Когда я пил квас в передней, Паша сносила посуду в кухню. Она осторожно спускалась с лестницы, а я перегнулся через перила и кинул ей на тарелки крымское яблоко. Оно упало в соус из-под телятины и забрызгало ей лицо и фартук. Она вскрикнула от испуга, увидала, что это я, и так взглянула, что у меня повернулось в сердце.

– Всю загваздали… баловник!… Что теперь мне за это будет!…

А глаза ласково смотрели.

– Миленькая, прости!… – зашептал я растерянно, – сюрприз я тебе хотел…

– И что вы только со мною делаете, – шептала она с укором. – Еще увидят…

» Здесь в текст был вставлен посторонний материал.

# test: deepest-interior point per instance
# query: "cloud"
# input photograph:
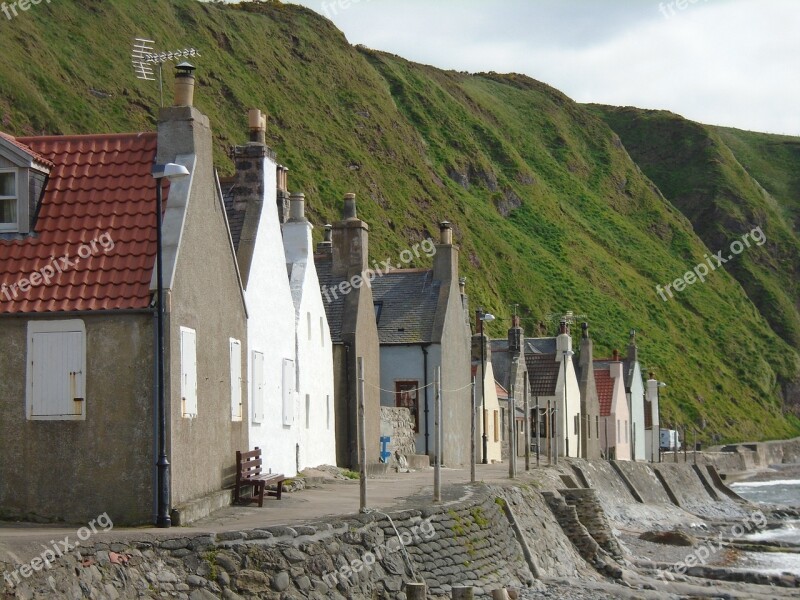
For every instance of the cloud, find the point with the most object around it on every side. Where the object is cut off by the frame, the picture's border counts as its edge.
(729, 62)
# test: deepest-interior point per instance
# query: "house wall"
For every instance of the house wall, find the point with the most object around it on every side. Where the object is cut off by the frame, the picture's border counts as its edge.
(636, 404)
(314, 352)
(106, 461)
(271, 331)
(403, 363)
(488, 409)
(205, 296)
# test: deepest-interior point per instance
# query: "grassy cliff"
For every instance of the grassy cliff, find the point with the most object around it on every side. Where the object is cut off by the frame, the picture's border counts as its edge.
(551, 212)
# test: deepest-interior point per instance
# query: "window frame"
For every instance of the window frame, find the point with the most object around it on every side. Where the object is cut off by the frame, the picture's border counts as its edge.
(59, 326)
(11, 227)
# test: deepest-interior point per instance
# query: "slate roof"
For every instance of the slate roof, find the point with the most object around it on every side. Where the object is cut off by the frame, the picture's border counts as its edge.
(540, 345)
(605, 390)
(543, 373)
(98, 185)
(408, 298)
(235, 217)
(334, 303)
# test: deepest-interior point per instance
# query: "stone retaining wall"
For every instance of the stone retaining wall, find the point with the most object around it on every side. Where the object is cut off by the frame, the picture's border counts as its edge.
(464, 543)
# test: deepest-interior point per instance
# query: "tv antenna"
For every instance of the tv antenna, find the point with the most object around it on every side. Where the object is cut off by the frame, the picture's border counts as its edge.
(143, 58)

– Я тебе куплю новый фартук, у меня есть в копилке!… Но она уже сошла в кухню. А я убежал к себе и упал на кровать, не зная, куда мне деться. Что-то со мной творилось. Неужели я так влюбился?! Без Паши мне было нестерпимо. Я только о ней и думал. Вспоминал – с самого утра, как было. Нет, раньше, гораздо раньше! Вечером сочинил стихи. Она принесла подснежники, думала обо мне. Конечно, она влюблена в меня, с самой Пасхи. Первая потянулась целоваться. Нет, раньше, когда примеряла кофточку. Переговаривалась за дверью, нарочно стучала щеткой. Хотела меня увидеть, открыть окно. Сама зацепила за ногу… прибежала прочесть билетик! Ревнует даже! С каждым часом она милее. «А если придет к тебе ночью с распущенными волосами?» – вспомнились слова Женьки. Темное, что я знал, стояло во мне соблазном тайны. Я вспомнил один случай.

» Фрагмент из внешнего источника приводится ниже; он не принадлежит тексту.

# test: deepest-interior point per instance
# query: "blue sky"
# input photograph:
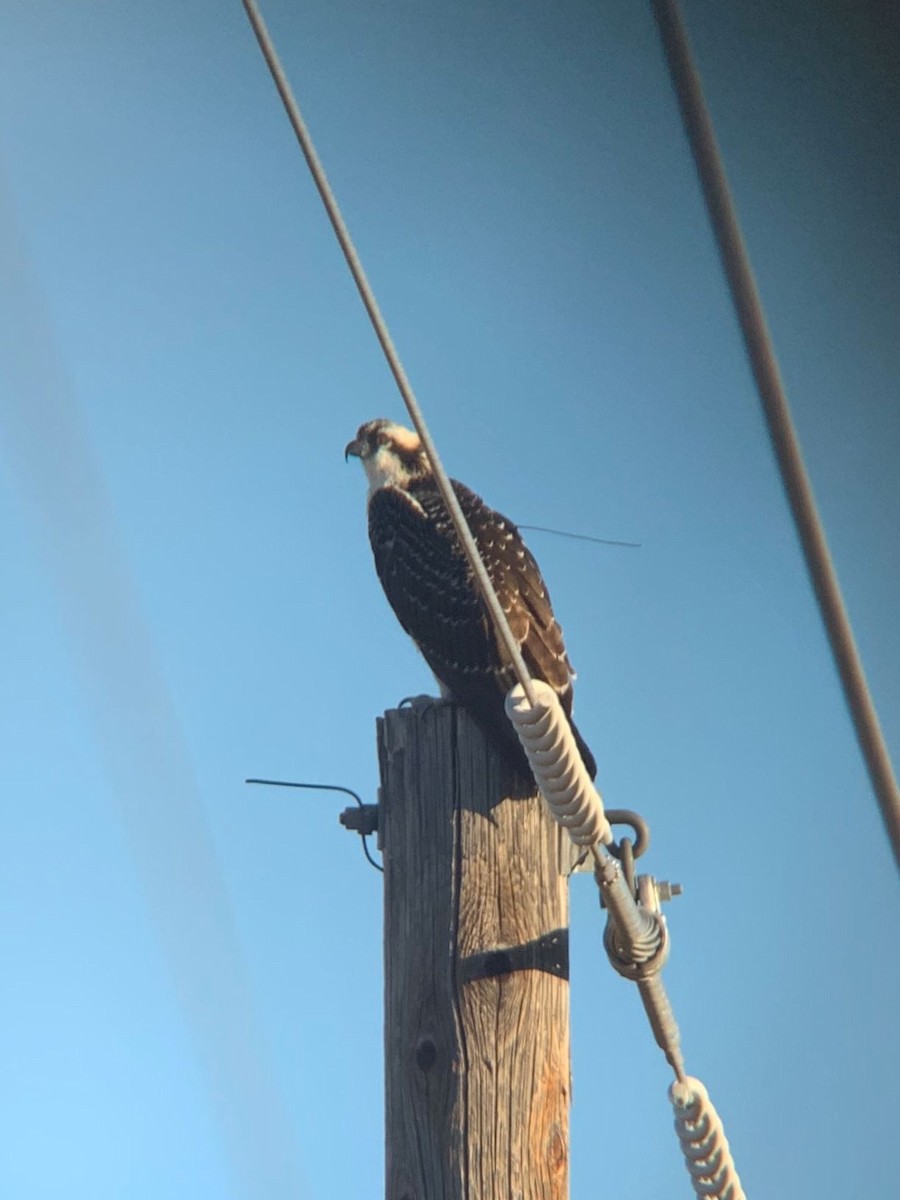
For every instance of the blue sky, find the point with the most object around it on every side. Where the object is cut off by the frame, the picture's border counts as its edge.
(192, 1003)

…Первый весенний день. Слепит совсюду. Огромная лужа на дворе, плавают в ней овсинки, утиный пух. Под бревнами у сарая почернело, капает с крыш, сверкает. Падают хрустальные сосульки, звонко стучат о бревна и разлетаются в соль и блеск. На бревнах сидит кучер, расставив ноги, и что-то смотрит. Кругом скорняки смеются, гогочет Гришка. Все головы суются: что-то показывает кучер, прячет… Я прохожу из сада. Гришка загадочно моргает:

– Глядите, какого жучка поймали!

Кучер и скорняки смеются. Гришка что-то такое держит, ладони у него корытцем.

Я подбегаю, наклоняюсь. Гришка подносит к носу, и я вижу в грязной его пригоршни…

– Во, жучок-то!… Меня оглушает гогот.

Коричневая картонка, пятна, две фигурки… высокий клобук монаха, другая – с распущенными волосами… Мне стало тошно, словно пропало сердце. Стало невыразимо гадко, и я побежал по луже. А сзади гоготали:

– Во, жучок-то!…

– Он еще етого не зна-ет!… – сказал кучер. – Только, Тоня, смотрите не скажите, а то и вам попухнет… – Пороть будут! – смеялся Гришка. – Это только мужское дело…

Я обернулся и увидал Пашу. Она выбежала с коврами, чистить.

– Иди скорей! – закричал ей Гришка. – Гляди, мохнатенького жучка поймали!…

Крикнуть? Как онемелый, я наблюдал из лужи. Она с любопытством подбежала.

– А ну, покажьте?…

Гришка поднес ей в горсти, под самый подбородок.

– Тьфу вам, охальники!… Она отскочила, заплевалась.

Тогда эта «грязь греха» мутила меня весь день. Теперь – я томил себя. Паша манила тайной. Я слышал ее шаги, шелест вертлявой юбки, притихший шепот – «ну… что?»… Ласковые ее глаза манили.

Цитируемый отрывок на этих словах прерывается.